From: IED0DXM%UCLAMVS.BITNET@WISCVM.WISC.EDU
Date: Fri, 16 May 86 15:59 PDT
Subject: Kate and the commercial

In response to John's ominous predictions
of Kate "selling out", let's set aside for
the moment the fact that nobody can reasonably
predict what Kate's next album will
sound like before it is heard; and come instead to
the question of what defines "selling out".
The big mistake being made in Love-Hounds
(and everywhere else, for that matter) is
the confusion of "innovation" with "quality".
The words are not synonymous. I am willing to concede that
Hounds of Love was probably not as "daring" or "challenging",
from a musical standpoint, as The Dreaming. This does not,
however, by any means indicate that Hounds of Love is
a "worse" album, even in reference to its musical content alone.

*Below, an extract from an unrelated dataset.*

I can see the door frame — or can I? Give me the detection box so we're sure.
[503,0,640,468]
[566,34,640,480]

The Dreaming is raw where Hounds of Love is polished. Kate may
hone the jagged edge of her creative development to an even
smoother finish in the future, or she may react against her
recent tendency to perfect a fully developed style. This
is a relatively insignificant matter, when one realizes that,
whether partially accessible to a large and unconsidering
public or not, whether rough or smooth in texture and effect,
whether related to recognizably "commercial" musical
idioms or not, it still cannot fail to be the best music of its
time, because it will evolve out of the mind of Kate Bush.

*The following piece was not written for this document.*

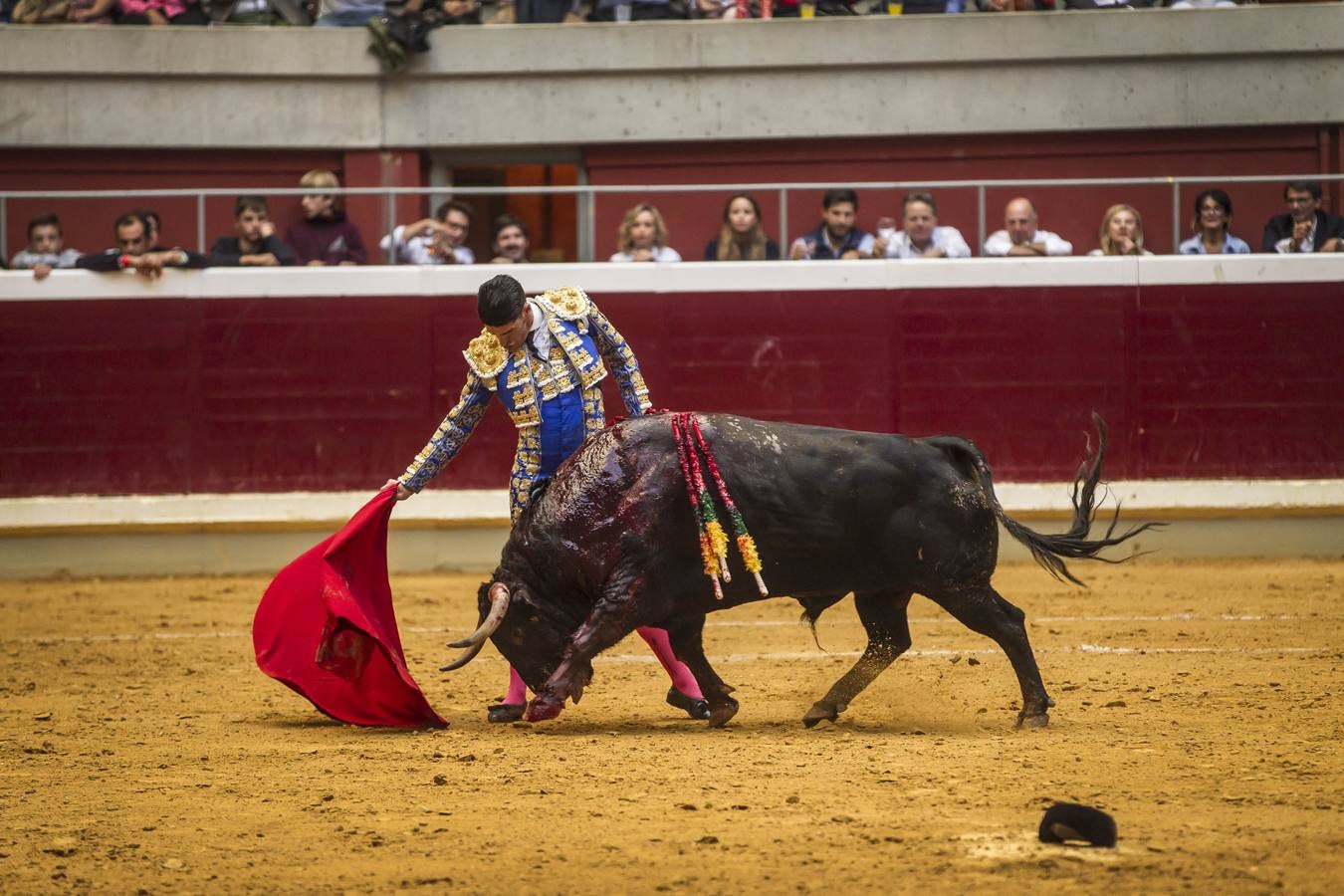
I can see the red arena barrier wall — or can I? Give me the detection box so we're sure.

                   There are different ways of defining
the nature of "progressive" music. Is Thursday Afternoon,
Brian Eno's nth edition of non-commercial and highly sophisticated
ambient music, really deserving of greater respect than Gabriel's
unabashedly commercial new record, simply because Eno's work still
bears hallmarks of an avant-garde sensibility, despite the
inescapable fact of its similarity to Discreet Music, a recording
of nearly ten years earlier? I don't particularly like Gabriel's
venture into the musical idiom of Otis Redding, but I see no
reason why his deliberate change of direction should be deplored,
simply because the result is more palatable to the public. Should
not the stagnant productions of a self-conscious avant-garde
be deplored equally? For the same reason, I will argue,
Ferry's latest -- and admittedly highly commercial, even
cloyingly commercial -- record, is not to be regretted more than the
recent work of his renegade colleague; there is, after all, in
the tameness of "Is Your Love Strong Enough?", at least a sign of
movement, evidence of a kind of creative development which
Thursday Afternoon's rolling fields of arcane sound lack.

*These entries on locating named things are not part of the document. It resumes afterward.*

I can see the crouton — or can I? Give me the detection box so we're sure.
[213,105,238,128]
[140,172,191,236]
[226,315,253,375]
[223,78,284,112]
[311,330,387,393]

Commerciality is not in itself proof of poor quality
or low artistic value; conversely, an unswerving devotion to
pre-conceived ideas of the "new" does not in itself gain admission
into the neverland of the "good". So, as we recognize the audible signs
of commercial finish in Hounds of Love, we should appreciate, as well,
the novelty that such a finish can acquire, when born of a
union of the commercial and -- Kate Bush.